Il fit claquer ses doigts, et son sourire s'élargit.
— J'ai une idée. Si on abordait un thème nettement plus intellectuel... comme le métier de mannequin ? Mais non. Comment imaginer un être pensant qui n'admire pas les créatures au QI directement proportionnel à leur masse grasse s'escrimant à ressembler à une poupée Barbie ?
L'espace d'un instant, leurs regards se croisèrent, puis Laura baissa la tête. Lorsqu'elle leva les yeux, David souriait toujours, comme pour adoucir l'effet de ses paroles.
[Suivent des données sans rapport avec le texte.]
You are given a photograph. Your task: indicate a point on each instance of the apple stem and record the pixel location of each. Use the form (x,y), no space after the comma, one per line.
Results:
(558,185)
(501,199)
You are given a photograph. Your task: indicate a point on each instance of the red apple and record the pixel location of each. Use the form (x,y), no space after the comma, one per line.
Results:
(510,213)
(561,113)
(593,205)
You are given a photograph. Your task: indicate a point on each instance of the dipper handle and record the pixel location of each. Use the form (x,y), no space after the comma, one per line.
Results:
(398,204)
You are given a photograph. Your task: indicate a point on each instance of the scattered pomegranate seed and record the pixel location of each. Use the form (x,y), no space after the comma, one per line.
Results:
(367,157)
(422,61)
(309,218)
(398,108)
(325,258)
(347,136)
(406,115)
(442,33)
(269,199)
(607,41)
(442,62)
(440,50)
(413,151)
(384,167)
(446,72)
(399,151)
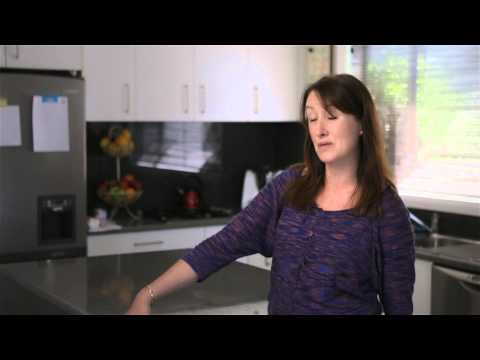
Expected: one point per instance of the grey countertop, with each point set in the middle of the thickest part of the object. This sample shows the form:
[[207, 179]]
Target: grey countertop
[[107, 284], [174, 223], [463, 257]]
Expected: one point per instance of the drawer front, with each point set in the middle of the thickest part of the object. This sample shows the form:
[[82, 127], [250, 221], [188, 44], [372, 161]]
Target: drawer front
[[107, 245], [144, 241], [167, 240]]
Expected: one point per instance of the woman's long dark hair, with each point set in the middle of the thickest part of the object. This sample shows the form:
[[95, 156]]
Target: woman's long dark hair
[[351, 96]]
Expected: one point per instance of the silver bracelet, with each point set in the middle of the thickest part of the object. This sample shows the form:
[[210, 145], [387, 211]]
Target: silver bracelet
[[150, 292]]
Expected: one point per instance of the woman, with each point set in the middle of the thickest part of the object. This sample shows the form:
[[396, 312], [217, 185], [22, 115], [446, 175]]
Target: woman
[[338, 233]]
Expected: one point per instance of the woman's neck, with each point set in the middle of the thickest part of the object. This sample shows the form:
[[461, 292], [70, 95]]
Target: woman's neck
[[340, 176]]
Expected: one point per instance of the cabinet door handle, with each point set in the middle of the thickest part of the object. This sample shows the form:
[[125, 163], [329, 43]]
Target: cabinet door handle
[[255, 99], [202, 99], [149, 243], [185, 99], [126, 88]]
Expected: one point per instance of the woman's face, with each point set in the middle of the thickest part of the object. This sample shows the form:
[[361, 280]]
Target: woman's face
[[335, 135]]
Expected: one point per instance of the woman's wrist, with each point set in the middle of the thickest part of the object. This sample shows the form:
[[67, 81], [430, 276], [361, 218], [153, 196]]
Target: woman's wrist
[[148, 294]]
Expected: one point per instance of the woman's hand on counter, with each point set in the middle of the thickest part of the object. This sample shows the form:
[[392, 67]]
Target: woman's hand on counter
[[140, 305]]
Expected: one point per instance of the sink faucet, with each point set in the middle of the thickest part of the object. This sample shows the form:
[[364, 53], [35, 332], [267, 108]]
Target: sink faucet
[[434, 225]]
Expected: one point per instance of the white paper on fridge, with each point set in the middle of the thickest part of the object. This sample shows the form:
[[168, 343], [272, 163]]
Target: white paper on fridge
[[50, 123], [10, 134]]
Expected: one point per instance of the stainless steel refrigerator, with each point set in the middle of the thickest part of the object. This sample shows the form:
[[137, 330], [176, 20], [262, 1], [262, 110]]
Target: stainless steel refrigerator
[[42, 193]]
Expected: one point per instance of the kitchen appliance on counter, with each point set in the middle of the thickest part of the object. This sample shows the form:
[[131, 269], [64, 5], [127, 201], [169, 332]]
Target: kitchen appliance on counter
[[42, 188]]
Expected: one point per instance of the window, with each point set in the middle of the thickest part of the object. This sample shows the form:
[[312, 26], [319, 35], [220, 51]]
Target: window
[[428, 97]]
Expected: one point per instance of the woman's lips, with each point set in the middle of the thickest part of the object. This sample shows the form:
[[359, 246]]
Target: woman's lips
[[321, 146]]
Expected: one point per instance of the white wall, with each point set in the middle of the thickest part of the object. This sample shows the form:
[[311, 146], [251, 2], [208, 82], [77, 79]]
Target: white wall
[[341, 59]]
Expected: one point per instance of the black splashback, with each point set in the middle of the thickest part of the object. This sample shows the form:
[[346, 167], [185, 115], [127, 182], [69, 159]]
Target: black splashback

— Relax, Laura, fit-il gentiment, une expression qu'elle entendrait maintes et maintes fois par la suite. J'avais juste envie de vous parler. J'ai lu beaucoup de choses sur vous et sur Svengali - eh oui, il y a même des basketteurs qui savent lire -, et ça m'intéressait de vous rencontrer. Sans aucune arrière-pensée, mais vous allez encore croire que c'est un stratagème de ma part, et compte tenu de ce que vous êtes, je ne vous en veux pas. Peut-être que c'en est un.
Il s'inclina légèrement.
— Je ne vous importunerai pas plus longtemps. Passez une bonne soirée.
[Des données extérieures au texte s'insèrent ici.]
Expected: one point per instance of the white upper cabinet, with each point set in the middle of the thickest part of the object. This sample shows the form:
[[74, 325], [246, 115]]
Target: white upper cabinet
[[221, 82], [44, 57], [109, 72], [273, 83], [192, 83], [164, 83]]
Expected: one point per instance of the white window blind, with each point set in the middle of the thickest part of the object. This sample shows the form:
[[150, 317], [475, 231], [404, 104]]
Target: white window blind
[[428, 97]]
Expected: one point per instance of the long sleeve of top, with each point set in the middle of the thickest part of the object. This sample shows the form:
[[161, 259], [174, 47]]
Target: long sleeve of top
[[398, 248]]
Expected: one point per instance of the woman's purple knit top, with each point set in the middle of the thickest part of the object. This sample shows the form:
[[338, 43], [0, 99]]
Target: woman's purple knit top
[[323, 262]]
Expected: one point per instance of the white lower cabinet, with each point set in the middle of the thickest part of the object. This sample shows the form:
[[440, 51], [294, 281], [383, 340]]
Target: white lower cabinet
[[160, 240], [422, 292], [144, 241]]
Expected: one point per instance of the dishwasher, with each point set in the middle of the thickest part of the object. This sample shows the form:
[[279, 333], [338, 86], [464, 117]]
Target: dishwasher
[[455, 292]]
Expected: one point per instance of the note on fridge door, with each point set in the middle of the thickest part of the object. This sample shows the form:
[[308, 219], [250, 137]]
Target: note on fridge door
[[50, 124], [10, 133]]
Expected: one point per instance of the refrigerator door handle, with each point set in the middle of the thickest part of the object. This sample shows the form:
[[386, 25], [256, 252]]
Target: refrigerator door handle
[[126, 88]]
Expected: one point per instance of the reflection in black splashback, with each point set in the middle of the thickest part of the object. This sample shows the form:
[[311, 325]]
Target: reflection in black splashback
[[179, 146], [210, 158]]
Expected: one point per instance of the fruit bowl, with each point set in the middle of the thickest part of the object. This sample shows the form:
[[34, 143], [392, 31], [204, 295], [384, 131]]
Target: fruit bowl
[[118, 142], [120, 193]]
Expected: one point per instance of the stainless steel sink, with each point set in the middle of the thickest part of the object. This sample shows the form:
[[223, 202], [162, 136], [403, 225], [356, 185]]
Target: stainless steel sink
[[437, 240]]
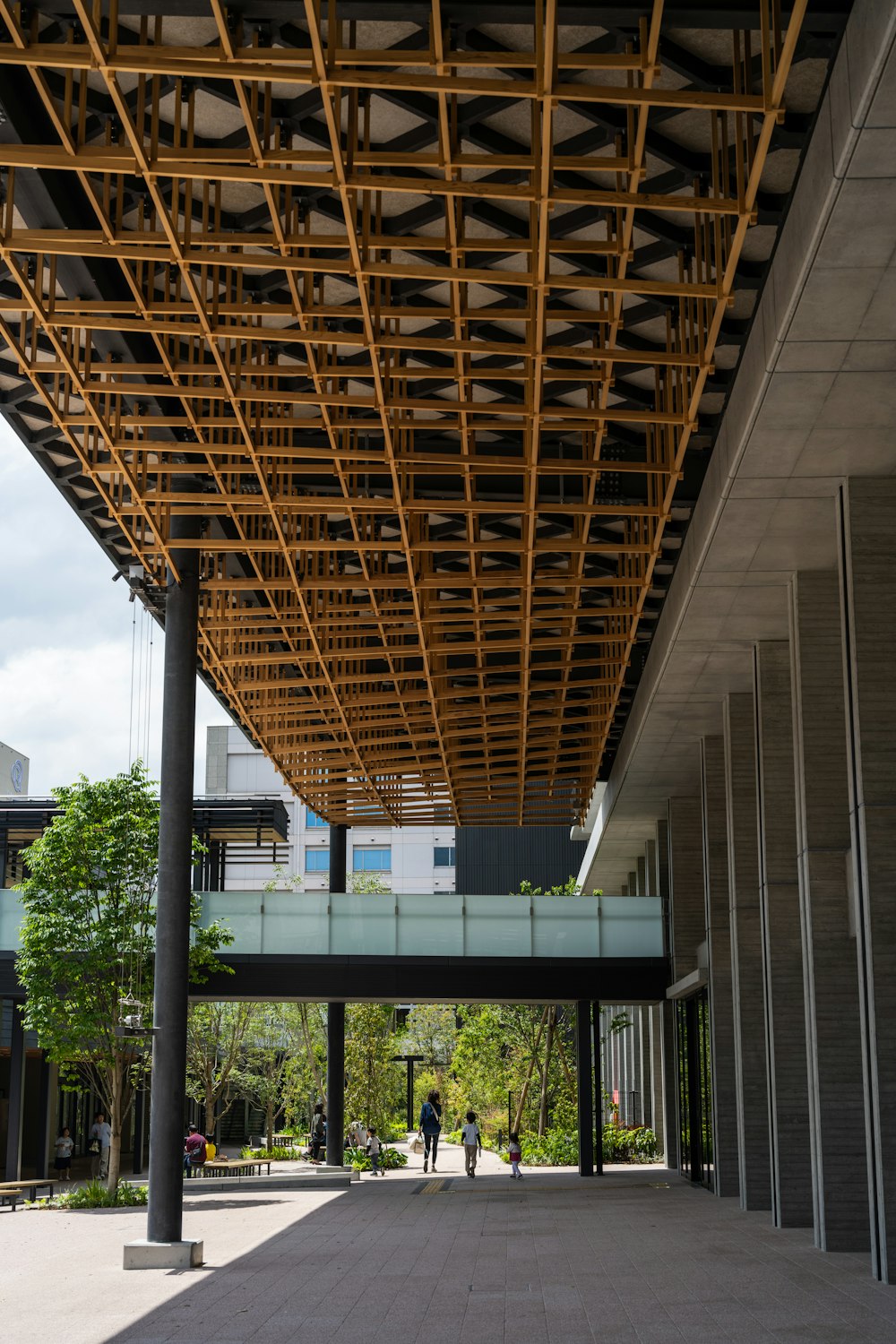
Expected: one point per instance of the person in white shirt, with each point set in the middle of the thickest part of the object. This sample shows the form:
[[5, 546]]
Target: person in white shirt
[[65, 1148], [374, 1150], [101, 1132], [471, 1144]]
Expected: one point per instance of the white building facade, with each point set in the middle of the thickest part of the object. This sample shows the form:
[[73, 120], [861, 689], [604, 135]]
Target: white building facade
[[406, 859]]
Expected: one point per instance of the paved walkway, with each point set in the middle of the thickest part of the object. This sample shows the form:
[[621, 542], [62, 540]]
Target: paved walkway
[[635, 1257]]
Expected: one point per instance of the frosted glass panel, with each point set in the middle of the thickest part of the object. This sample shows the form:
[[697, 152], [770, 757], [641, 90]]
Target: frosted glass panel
[[362, 925], [630, 926], [242, 911], [565, 926], [430, 925], [296, 924], [497, 926], [314, 924]]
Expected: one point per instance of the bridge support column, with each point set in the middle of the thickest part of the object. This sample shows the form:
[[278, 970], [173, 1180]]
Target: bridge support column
[[721, 1019], [836, 1098], [16, 1094], [583, 1086], [751, 1067], [338, 857], [866, 535], [164, 1223], [598, 1088], [791, 1203], [335, 1083]]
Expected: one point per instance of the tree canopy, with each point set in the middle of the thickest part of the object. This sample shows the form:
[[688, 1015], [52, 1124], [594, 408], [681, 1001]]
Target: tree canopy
[[88, 935]]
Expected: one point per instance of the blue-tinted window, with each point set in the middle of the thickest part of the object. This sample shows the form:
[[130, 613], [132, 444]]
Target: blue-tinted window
[[373, 860]]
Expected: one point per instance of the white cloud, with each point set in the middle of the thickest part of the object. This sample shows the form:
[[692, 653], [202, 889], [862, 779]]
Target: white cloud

Laura le regarda s'éloigner, maudissant son réflexe de méfiance vis-à-vis des hommes. Il avait lu dans ses pensées comme si son front avait été une vitre transparente. Mais bon, un sportif ? Elle résolut de chasser David Baskin de son esprit ; pourtant, bizarrement, elle n'y parvint pas.
En Australie, une Laura à demi nue se pencha pour regarder le réveil.
22 h 15.
Les bruits du bush trouaient l'obscurité sur laquelle donnait sa fenêtre. Pour tout autre que David, elle se serait inquiétée sérieusement. Mais David était un nageur hors pair, d'un niveau quasi olympique, et surtout il était superbement imprévisible, jamais là où on l'attendait, ce qui en faisait la coqueluche des médias.
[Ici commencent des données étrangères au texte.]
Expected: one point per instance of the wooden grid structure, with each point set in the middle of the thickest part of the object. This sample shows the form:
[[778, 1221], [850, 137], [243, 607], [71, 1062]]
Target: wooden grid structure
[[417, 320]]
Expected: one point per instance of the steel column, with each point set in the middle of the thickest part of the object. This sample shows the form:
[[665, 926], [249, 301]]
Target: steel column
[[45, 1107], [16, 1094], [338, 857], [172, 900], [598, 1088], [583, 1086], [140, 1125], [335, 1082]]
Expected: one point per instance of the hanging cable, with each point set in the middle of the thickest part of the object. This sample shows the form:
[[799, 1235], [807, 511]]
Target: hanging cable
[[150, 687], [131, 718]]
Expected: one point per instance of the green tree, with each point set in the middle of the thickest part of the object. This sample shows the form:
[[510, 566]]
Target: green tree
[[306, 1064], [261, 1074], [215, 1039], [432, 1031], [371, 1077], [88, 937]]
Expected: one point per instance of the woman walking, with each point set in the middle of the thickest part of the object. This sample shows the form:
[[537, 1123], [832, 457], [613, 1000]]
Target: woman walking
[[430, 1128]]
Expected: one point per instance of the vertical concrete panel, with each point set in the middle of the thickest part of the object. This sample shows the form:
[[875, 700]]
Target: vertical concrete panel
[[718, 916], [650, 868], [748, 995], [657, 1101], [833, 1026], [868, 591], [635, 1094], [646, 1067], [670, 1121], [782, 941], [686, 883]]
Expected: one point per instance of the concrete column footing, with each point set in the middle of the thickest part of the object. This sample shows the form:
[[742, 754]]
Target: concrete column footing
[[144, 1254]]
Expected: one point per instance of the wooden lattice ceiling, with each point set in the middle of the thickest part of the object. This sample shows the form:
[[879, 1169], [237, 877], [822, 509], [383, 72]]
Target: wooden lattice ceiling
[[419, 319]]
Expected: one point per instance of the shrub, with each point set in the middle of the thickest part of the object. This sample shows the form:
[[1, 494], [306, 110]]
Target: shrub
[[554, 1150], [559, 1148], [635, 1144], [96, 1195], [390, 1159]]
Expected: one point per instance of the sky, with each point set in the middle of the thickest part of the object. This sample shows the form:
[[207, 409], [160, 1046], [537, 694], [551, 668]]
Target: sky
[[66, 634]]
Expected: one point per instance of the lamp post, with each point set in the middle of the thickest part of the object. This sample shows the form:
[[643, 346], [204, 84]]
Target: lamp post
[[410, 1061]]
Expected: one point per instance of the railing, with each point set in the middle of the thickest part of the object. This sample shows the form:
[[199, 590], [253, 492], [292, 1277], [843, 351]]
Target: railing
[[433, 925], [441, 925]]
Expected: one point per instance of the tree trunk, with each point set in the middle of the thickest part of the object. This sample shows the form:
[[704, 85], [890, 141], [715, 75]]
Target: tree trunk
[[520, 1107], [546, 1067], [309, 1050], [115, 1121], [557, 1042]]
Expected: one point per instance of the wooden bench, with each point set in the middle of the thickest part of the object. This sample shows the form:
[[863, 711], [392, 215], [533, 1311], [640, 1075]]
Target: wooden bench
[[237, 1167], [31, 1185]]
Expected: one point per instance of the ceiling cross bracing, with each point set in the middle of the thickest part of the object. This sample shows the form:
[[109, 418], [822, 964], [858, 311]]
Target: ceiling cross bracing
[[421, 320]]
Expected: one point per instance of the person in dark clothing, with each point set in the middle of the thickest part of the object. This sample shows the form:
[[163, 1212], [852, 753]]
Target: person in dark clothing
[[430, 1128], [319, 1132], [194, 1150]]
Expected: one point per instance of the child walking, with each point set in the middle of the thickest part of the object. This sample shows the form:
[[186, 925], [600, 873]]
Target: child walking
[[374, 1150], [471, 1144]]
Laura remonta la couverture sur elle. La fraîcheur nocturne lui picotait la peau. Les heures filaient, diluant peu à peu les excuses qui l'aidaient à juguler son angoisse.
À minuit et demi, elle s'habilla et descendit dans le hall. Le réceptionniste était toujours le même, et elle se demanda s'il lui arrivait de dormir.
— Excusez-moi, vous n'auriez pas vu mon mari ?
— M. Baskin ? Non, m'dame. Pas depuis qu'il est parti se baigner.
— Il ne vous a rien dit avant de sortir ?
— Pas un mot, m'dame. Il m'a juste donné la clé et le message que je vous ai remis. Il ne m'a même pas regardé.
Le réceptionniste remarqua son air inquiet.
— Il n'est toujours pas rentré, hein ?
— Toujours pas.
— Ben, à votre place, je me ferais pas de bile. Votre homme, il a la réputation d'être un drôle de lascar. Il reviendra avant la fin de la nuit.
— Vous avez sûrement raison, opina-t-elle sans conviction.
Elle pourrait partir à sa recherche, mais cela ne servirait pas à grand-chose, sinon à tromper son attente. Une Américaine errant seule dans le bush en pleine nuit ne serait d'aucun secours à qui que ce soit. Qui plus est, David risquait de rentrer pendant qu'elle était occupée à se perdre dans la cambrousse.
Laura remonta dans sa chambre, fermement décidée à ne pas s'affoler avant le lever du jour.
Lorsque le réveil numérique afficha sept heures du matin, elle se mit à paniquer pour de bon.